Прикол: Ronald McDonald vs The Burger King провели очередной рэп-баттл

Конкуренция двух больших фаст-фуд компаний в жизни, переросла в рэп-шоу. Кажется, в США из всего способны сделать грандиозное событие. Баттл Ronald McDonald vs The Burger King — это уже семьдесят четвертая часть этих эпических рэп-баталий и третий эпизод 6-го сезона. Участники сами пишут себе текст и в роли Ronald McDonald выступил Nice Peter, в роли Burger King: EpicLLOYD, а так же участвовала Wendy: MC Goldiloxx

Ну а кому интересно, вот полный текст этого противостояния:  

The Burger King:

Welcome to BK! How can I serve you today?

One flame broiled ass clown? Have it your way!

You can’t do fast food half as good as I do!

Your pink slime meat turns my asshole to a drive through!

You’re played out like a Chuck E. Cheese token!

Your style’s like your ice cream machines: broken! (Ha!)

I’m dropping Whoppers that’ll knock you off the menu!

Call you Ronald Donald, ’cause there’s no MC in you!

Ronald McDonald:

Why don’t you call me Ronald Jeremy? ‘Cause I’m getting nasty

Like the Whoppers you sell made of horse lips and ass meat!

Ask Rick and Morty who’s the lyrical boss!

I’ve got lines for days, call me Szechuan sauce!

The undisputed GOAT of putting burgers in bellies!
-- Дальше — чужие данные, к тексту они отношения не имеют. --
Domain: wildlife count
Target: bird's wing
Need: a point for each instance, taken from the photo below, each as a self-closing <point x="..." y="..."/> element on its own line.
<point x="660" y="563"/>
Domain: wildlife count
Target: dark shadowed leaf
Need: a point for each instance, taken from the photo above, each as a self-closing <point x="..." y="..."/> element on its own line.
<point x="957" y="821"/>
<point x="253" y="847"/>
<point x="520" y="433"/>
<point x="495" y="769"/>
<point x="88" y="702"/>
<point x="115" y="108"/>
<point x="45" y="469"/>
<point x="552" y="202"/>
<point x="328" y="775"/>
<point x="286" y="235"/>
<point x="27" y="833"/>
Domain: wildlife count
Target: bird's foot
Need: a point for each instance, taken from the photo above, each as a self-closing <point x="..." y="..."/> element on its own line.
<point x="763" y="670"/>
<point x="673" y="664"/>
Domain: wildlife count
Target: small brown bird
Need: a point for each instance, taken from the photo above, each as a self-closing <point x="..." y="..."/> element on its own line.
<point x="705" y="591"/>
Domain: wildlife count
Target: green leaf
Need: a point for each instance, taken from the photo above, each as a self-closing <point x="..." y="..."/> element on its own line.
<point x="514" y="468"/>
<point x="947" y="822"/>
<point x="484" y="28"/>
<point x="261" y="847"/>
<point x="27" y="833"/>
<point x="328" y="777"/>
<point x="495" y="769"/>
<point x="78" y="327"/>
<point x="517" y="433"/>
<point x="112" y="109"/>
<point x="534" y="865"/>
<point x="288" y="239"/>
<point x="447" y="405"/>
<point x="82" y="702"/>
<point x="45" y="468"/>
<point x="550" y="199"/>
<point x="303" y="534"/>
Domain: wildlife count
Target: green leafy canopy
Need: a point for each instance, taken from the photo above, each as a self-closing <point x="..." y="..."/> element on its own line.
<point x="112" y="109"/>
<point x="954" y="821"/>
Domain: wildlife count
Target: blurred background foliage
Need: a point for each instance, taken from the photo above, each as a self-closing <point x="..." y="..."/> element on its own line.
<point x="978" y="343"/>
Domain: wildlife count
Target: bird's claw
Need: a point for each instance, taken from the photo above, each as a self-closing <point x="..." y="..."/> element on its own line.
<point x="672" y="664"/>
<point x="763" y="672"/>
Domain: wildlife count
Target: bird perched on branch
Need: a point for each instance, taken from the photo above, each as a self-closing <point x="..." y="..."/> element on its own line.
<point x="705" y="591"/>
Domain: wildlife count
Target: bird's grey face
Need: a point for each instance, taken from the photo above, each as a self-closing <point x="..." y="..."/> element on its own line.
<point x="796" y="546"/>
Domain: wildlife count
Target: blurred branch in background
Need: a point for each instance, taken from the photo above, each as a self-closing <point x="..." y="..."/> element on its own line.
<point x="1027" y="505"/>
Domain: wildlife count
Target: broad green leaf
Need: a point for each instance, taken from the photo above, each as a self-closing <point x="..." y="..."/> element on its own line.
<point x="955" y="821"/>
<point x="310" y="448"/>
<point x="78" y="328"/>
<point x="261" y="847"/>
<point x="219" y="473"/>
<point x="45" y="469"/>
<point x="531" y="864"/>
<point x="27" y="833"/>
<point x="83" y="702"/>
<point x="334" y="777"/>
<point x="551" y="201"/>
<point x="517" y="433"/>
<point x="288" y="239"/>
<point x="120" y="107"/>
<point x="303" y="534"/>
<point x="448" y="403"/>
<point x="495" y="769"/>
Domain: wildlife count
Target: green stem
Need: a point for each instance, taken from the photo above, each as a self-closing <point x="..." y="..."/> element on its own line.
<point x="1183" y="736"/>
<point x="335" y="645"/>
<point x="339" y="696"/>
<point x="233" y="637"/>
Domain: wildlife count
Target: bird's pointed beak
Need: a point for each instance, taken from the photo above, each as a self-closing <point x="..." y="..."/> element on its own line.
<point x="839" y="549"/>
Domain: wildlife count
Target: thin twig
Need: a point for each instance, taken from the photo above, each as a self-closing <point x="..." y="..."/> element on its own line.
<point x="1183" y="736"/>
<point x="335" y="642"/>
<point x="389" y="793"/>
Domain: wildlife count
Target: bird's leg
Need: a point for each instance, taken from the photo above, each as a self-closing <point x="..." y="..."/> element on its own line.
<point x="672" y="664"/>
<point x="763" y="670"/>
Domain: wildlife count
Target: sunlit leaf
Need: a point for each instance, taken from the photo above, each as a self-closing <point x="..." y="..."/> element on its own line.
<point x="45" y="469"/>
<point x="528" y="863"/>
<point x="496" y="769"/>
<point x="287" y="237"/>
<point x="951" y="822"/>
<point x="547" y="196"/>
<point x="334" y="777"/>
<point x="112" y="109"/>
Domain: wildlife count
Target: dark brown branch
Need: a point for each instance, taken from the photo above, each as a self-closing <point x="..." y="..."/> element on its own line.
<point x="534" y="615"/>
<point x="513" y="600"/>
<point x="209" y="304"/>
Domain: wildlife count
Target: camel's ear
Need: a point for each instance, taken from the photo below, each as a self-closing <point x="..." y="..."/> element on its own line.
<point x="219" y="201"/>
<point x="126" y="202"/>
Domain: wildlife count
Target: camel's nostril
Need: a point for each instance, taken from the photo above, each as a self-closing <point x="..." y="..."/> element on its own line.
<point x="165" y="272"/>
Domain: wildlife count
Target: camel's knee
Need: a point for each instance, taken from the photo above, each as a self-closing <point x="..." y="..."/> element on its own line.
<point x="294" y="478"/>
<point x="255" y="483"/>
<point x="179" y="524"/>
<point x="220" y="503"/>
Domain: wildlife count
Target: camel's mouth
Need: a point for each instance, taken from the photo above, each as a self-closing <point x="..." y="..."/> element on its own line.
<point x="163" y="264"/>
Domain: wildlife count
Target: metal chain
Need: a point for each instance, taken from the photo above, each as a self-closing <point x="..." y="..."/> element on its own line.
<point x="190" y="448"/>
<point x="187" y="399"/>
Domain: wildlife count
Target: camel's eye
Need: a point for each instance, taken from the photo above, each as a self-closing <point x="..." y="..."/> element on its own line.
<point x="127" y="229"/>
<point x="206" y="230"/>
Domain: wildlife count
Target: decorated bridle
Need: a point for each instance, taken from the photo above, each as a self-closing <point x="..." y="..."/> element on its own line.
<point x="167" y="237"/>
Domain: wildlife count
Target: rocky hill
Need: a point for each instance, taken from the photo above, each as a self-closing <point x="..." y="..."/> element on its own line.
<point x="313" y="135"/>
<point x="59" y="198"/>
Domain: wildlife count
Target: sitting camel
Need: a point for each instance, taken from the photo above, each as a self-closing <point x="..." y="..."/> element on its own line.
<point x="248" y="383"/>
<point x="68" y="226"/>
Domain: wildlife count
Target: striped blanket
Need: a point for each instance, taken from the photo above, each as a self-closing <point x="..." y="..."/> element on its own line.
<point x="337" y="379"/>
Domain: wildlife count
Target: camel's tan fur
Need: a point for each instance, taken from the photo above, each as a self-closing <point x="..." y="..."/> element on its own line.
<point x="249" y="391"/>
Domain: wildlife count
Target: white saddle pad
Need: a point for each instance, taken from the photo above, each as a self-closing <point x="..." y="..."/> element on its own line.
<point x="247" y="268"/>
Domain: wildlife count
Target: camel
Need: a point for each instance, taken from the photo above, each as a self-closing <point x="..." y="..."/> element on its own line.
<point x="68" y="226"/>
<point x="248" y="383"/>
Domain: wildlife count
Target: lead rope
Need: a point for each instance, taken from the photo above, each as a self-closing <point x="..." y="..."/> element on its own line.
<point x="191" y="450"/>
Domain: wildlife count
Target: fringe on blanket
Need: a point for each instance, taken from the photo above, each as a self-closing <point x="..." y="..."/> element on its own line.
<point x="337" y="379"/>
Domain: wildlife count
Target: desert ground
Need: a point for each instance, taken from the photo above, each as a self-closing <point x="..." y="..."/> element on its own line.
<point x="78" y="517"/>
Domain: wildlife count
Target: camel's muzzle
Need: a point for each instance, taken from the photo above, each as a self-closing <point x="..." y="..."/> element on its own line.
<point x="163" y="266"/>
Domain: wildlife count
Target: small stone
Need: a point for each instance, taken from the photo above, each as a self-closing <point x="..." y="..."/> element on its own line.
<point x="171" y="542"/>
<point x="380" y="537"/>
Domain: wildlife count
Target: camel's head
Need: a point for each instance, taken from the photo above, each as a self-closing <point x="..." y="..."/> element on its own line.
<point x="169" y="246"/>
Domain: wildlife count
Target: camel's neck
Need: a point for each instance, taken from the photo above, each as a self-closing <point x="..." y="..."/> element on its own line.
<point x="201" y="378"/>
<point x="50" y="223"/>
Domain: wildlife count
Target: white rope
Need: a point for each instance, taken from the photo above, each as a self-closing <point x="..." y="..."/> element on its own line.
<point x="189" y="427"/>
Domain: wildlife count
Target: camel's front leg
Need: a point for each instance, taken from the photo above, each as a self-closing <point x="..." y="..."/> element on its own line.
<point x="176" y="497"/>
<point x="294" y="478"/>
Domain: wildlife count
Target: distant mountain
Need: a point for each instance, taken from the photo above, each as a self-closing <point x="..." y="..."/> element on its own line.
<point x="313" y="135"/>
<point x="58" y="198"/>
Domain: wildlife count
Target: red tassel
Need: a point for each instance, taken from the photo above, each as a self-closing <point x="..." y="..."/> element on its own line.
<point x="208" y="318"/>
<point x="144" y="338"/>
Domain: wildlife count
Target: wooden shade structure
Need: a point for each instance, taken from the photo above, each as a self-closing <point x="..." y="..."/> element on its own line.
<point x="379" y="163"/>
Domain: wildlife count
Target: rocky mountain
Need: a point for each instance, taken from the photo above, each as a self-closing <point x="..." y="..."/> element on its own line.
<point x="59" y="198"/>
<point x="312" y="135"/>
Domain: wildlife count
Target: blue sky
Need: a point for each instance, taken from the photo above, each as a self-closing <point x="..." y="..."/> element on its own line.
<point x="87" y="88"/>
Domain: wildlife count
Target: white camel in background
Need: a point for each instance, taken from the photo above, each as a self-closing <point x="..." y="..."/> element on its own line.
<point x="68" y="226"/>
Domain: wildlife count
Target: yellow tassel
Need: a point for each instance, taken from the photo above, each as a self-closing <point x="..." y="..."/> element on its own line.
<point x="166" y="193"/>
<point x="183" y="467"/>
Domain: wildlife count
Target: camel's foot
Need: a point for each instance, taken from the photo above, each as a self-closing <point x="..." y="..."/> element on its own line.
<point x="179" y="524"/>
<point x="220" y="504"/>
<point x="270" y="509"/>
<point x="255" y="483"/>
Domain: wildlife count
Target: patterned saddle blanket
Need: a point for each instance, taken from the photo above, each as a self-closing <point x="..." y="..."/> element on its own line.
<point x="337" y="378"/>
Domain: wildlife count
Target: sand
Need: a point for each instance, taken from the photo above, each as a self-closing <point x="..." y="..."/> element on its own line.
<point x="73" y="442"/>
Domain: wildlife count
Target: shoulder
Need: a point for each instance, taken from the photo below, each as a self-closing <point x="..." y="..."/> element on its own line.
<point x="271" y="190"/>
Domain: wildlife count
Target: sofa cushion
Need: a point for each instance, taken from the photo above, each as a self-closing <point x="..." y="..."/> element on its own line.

I’m fast food Eminem, you’re Machine Gun Kelly!

I’m Coke to your Pepsi; I’m Mac, you’re Android!

Let’s be real: I’m Nice Peter and you’re EpicLLOYD!

The Burger King:

(Alright.)

You’re number one, like the whiz I took in your ball pit!

Them rhymes you just spit are a Ray Kroc of shit!

You spooky-ass clown, you’re so creepy it’s insane!

You look like you just ate someone’s brother in a storm drain!

You can’t beat the King with your crew, please!

The whole head of your government’s name is Mayor McCheese!

I ain’t lovin’ shit, even if Timberlake sings!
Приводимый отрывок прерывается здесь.